A number of functional long transcripts (defined here as those >200 nucleotides in length) are known to lack poly(A) tails. These non-polyadenylated transcripts (poly(A)- RNAs) include ribosomal RNAs (rRNAs) generated by RNA polymerase I and III, other small RNAs generated by RNA polymerase III, and replication-dependent histone mRNAs  and a few recently described long non-coding RNAs (lncRNAs) [8, 9] synthesized by RNA polymerase II. Unlike poly(A)+ RNAs, the 3' end processing mechanisms of poly(A)- transcripts are quite distinct from each other. While most histone pre-mRNAs contain evolutionarily conserved stem-loop structures in their 3' UTRs that direct U7 small nuclear RNA (snRNA)-mediated 3' end formation , the lncRNAs malat1 and menβ are processed at their 3' ends by RNase P (which also processes the 5' ends of tRNAs), but also both encode a highly conserved short poly(A) tract at their 3' ends [8, 9].

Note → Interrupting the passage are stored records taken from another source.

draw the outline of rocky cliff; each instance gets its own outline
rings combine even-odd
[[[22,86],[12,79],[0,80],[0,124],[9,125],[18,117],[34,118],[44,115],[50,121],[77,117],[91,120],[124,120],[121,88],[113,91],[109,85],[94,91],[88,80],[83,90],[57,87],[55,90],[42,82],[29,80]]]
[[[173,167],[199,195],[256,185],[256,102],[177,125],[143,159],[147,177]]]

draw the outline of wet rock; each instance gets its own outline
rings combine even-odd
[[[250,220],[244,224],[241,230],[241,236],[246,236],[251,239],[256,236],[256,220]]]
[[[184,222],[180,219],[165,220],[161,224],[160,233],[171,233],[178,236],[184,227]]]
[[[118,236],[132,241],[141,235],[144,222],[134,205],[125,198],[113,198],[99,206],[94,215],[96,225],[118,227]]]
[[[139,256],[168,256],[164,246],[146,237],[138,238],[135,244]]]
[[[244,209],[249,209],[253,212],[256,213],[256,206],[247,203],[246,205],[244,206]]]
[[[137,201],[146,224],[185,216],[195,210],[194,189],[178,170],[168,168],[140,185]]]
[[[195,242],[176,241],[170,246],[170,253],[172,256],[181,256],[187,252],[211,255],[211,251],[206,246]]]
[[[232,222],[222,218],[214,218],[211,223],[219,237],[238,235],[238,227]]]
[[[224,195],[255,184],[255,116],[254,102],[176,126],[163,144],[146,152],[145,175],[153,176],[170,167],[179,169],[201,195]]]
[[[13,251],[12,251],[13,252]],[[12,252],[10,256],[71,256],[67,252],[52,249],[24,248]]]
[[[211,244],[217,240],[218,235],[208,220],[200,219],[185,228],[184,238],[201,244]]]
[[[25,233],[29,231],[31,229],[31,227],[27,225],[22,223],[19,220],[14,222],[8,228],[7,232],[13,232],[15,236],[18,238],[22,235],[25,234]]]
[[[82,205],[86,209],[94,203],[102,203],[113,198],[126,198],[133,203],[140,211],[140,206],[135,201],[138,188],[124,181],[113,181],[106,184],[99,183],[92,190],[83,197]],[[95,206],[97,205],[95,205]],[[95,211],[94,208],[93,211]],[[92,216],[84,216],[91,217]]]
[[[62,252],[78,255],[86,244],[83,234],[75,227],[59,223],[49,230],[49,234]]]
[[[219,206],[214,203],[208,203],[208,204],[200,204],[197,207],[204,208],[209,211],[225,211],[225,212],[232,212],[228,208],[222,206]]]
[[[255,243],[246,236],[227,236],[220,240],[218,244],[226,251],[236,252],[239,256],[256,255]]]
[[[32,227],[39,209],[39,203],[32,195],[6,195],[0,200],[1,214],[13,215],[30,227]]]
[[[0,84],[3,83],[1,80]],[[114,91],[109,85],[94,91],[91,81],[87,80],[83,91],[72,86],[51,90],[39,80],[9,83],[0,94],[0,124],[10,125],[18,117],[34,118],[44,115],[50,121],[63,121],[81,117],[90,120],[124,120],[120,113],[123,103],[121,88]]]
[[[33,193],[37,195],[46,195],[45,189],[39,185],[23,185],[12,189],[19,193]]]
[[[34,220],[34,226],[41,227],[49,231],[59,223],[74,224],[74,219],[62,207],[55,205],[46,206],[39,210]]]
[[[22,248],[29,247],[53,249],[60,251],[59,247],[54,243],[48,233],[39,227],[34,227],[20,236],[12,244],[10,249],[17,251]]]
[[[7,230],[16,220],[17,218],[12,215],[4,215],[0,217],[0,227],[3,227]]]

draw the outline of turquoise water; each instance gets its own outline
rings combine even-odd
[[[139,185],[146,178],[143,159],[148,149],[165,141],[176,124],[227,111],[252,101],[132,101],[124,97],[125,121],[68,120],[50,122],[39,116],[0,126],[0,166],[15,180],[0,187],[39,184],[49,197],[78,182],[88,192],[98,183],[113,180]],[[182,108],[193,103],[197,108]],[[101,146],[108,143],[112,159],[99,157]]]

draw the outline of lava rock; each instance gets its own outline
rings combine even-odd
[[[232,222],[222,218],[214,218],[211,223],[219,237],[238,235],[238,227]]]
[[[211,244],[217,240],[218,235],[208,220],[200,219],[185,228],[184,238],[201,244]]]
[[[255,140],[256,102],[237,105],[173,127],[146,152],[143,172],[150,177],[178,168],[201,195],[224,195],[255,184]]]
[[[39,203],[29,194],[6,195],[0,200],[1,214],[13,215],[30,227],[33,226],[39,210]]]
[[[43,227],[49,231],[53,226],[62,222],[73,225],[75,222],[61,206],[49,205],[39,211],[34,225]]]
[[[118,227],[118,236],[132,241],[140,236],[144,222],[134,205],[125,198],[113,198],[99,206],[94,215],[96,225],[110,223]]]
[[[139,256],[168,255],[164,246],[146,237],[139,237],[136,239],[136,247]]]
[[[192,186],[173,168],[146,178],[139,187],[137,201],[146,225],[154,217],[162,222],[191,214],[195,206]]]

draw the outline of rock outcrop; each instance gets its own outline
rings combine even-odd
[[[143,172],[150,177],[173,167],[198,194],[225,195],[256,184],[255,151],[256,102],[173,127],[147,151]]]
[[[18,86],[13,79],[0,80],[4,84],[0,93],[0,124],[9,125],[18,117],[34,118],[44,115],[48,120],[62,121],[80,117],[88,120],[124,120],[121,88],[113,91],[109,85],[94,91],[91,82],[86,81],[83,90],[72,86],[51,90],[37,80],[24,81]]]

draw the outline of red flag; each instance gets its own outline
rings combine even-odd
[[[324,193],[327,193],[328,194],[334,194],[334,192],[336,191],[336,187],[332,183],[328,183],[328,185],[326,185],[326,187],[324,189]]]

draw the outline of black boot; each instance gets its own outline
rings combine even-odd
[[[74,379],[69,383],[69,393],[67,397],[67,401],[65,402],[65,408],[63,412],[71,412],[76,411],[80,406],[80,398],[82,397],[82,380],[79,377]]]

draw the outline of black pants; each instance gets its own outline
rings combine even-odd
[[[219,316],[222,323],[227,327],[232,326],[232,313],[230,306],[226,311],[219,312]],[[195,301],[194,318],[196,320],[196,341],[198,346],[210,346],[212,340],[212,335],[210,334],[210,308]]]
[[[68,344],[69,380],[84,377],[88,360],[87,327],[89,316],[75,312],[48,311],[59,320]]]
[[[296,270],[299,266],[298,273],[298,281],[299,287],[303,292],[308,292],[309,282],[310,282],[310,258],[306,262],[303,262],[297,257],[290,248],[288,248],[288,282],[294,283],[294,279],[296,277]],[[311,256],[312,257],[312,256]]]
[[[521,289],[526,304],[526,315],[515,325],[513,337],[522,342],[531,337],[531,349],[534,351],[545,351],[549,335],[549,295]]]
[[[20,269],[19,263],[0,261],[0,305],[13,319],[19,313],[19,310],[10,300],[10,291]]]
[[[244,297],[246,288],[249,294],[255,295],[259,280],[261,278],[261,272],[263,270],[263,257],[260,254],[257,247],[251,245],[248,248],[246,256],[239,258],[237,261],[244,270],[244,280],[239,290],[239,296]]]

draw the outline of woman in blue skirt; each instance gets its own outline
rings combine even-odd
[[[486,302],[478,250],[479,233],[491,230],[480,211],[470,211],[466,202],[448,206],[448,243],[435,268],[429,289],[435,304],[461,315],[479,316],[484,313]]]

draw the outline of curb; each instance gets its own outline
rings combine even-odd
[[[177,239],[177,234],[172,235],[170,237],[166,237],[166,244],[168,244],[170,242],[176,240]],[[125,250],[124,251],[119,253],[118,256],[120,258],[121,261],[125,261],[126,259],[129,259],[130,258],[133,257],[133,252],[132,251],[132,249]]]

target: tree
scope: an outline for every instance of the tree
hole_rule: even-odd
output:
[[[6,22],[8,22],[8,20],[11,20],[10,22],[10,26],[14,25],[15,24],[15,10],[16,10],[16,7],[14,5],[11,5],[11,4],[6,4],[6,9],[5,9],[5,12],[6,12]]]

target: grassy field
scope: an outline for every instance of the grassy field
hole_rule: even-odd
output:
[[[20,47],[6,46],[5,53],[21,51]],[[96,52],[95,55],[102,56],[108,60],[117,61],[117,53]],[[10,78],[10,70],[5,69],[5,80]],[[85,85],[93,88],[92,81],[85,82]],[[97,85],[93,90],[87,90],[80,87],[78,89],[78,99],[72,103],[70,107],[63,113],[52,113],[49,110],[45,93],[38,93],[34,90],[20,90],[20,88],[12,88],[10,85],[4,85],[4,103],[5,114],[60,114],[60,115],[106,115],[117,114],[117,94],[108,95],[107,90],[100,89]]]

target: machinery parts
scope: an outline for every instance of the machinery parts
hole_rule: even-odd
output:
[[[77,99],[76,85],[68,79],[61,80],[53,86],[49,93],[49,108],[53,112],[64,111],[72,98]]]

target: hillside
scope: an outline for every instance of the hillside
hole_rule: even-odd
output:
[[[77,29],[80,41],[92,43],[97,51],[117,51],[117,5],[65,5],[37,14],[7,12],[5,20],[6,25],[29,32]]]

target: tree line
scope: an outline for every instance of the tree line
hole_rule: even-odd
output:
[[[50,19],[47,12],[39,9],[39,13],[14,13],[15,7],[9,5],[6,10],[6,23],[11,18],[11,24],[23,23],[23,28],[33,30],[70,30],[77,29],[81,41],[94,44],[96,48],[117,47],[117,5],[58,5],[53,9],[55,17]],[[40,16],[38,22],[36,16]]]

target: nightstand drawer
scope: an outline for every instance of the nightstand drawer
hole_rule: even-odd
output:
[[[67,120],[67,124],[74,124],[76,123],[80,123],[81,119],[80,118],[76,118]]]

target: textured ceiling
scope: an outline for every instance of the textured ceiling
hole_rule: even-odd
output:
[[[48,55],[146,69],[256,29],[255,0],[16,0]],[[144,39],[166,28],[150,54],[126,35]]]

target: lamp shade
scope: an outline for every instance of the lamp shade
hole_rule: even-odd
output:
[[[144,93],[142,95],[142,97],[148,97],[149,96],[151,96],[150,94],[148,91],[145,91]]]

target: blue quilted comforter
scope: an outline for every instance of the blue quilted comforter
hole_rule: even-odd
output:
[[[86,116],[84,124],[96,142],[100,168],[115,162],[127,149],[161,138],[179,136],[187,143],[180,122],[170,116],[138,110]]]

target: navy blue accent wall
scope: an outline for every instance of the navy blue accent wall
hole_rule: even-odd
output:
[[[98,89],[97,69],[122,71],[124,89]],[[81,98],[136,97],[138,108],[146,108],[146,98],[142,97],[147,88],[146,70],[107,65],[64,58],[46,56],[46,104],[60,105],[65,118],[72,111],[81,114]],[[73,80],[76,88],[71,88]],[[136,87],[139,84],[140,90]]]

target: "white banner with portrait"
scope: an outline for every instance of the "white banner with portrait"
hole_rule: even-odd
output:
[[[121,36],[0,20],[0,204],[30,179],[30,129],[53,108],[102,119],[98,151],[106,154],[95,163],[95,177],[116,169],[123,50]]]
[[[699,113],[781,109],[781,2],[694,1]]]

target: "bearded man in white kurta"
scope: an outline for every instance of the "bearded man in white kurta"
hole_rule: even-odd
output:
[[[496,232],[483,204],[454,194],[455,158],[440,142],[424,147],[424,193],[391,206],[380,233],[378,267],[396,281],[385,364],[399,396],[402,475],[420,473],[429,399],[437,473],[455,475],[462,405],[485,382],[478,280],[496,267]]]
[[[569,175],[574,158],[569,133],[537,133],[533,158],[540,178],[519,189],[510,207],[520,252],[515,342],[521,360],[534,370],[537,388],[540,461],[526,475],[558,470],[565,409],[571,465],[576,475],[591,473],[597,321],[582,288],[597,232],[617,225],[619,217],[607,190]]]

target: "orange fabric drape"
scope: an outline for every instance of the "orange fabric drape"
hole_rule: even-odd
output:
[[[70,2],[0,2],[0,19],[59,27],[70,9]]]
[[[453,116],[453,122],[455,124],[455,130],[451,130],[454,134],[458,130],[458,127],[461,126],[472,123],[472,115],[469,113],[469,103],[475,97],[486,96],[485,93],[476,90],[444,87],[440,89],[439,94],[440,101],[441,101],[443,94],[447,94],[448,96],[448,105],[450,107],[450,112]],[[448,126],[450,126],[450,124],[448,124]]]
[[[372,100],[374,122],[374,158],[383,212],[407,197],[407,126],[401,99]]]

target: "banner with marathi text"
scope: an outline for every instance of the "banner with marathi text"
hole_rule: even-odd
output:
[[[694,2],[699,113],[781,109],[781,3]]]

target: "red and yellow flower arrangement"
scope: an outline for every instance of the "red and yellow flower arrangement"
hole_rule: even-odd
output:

Apart from histone mRNAs and the other transcripts mentioned above, relatively little is known about poly(A)- transcripts or mRNAs with short poly(A) tails. Earlier evidence suggested the existence of non-histone polysomal-associated poly(A)- RNAs [10, 11], but these were not characterized in detail. In addition, Katinakis et al.  suggested that some transcripts can be 'bimorphic' and exist in both poly(A)+ and poly(A)- forms, and that bimorphic ones can be produced from poly(A)+ RNAs that are processed to reduce or totally remove the poly(A) tail under certain conditions. This observation was further supported by more recent studies. By searching for the conserved poly(A)-limiting element, Gu et al.  identified several hundred sequences in human cells that possess poly(A) tails of <20 nucleotides. By separating RNAs into two fractions depending on the length of their poly(A) tails (short and long poly(A) tails) followed by a microarray analysis, Meijer et al.  found that approximately 25% of expressed genes have a short poly(A) tail of less than 30 residues in a significant percentage of their transcripts in NIH3T3 cells. The larger scale bioinformatic studies also suggested that a significant fraction (>24%) of long non-coding transcripts present in cells may lack a classical poly(A) tail [15–17]. Cheng et al.  used tiling arrays to detect total RNAs from ten human chromosomes in multiple human cell lines and Wu et al.  used 454 sequencing to characterize the 3' ends of transcripts regardless of whether or not they contained a poly(A) tail. Both groups identified many long poly(A)- transcripts, though there was relatively little overlap between the poly(A)- transcripts identified in these two studies.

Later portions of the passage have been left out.